Plugging in to rails application lifecycle

Hello,

I’m developing a rails 2 app with a custom database for persistence
(not activerecord, not sql). I need to open the database once at
application startup and close it once at application shutdown. I
figured out how to add an application startup hook by putting a script
in config/initializers. I can’t figure out how to add a shutdown
hook. Can someone point me in the right direction? I really need to
close the database properly at shutdown time.

Thanks a bunch!

Michael

Hi Michael,

Michael A. wrote:

I’m developing a rails 2 app with a custom database for persistence
(not activerecord, not sql). I need to open the database once at
application startup and close it once at application shutdown. I
figured out how to add an application startup hook by putting a script
in config/initializers. I can’t figure out how to add a shutdown
hook. Can someone point me in the right direction? I really need to
close the database properly at shutdown time.

You may be misunderstanding one of the basics of Rails applications.
Rails
apps are not daemons that start up and then sit there running, waiting
for a
next request. A Rails app exists for exactly one request - response
cycle.
It starts up when it receives a request, and it shuts down after it
delivers
its response. When it receives another request the cycle is repeated.
Easiest thing in your case could be to define a start up method and a
shut
down method. Your start up method could be called based on a global or
a
class singleton. Your shut down method will probably have to be invoked
explicitly though.

HTH,
Bill

I’m confused. The config/initializers script does exactly what I want
for opening the database, running once at app startup. Surely there’s
a comparable way to execute a shutdown script.

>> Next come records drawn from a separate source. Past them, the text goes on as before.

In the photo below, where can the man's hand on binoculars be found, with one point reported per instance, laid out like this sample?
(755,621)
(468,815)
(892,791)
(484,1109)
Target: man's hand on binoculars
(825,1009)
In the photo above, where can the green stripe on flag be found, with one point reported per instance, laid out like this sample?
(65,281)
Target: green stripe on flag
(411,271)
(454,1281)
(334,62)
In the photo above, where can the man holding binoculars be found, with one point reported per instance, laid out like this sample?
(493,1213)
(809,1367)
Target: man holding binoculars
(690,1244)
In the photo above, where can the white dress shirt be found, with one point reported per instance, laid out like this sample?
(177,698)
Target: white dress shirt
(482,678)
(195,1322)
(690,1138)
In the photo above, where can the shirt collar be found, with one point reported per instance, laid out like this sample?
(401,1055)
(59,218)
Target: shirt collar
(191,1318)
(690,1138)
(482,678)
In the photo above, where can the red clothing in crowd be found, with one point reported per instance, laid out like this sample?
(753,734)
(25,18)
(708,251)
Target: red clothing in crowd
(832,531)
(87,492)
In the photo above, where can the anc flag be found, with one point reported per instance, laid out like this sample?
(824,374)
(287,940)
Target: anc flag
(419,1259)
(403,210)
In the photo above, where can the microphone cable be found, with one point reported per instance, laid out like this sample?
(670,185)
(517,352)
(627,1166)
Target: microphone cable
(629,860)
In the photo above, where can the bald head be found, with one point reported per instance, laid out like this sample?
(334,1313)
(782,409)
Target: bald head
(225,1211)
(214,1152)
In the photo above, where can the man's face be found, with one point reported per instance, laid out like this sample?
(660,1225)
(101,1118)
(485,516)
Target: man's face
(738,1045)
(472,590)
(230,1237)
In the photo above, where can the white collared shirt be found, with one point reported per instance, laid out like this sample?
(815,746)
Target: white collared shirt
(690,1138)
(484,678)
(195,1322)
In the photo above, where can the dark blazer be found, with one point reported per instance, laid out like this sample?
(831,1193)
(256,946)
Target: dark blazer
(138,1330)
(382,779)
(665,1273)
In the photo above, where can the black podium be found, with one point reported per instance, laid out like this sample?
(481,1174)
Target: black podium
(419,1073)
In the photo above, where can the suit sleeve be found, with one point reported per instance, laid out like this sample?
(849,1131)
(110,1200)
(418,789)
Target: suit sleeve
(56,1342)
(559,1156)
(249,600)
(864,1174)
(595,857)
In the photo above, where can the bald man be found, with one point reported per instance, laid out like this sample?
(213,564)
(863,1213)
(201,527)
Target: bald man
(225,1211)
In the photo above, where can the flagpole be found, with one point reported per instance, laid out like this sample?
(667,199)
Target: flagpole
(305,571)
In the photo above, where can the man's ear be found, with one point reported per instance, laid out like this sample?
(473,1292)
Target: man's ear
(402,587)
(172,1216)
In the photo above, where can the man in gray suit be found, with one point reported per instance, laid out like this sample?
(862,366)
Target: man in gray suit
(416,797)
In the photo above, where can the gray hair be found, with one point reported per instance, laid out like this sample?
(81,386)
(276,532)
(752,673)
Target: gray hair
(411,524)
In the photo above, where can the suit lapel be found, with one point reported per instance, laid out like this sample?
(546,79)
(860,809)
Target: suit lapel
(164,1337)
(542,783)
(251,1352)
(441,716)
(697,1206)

Or, what method(s) get called when I hit ctrl-c after I’ve started a
server or console instance? That’s where I need to close the
database.

Thanks.

Michael

On 7 Sep 2008, at 21:04, Michael A. [email protected] wrote:

I’m confused. The config/initializers script does exactly what I want
for opening the database, running once at app startup. Surely there’s
a comparable way to execute a shutdown script.

Don’t think there’s anything rails specific. Ruby provides at_exit
which allows you to register callbacks called on exit.

On 7 Sep 2008, at 16:41, Bill W. wrote:

in config/initializers. I can’t figure out how to add a shutdown
delivers
its response.
Um what? Something like a mongrel instance is exactly something that
sits there and waits for requests to come in.

Fred

That’s wonderful, thank you. I was just about to use Signal.trap(0),
but I think your solution looks better.

Thanks again.

Michael

On Sep 7, 1:20 pm, Frederick C. [email protected]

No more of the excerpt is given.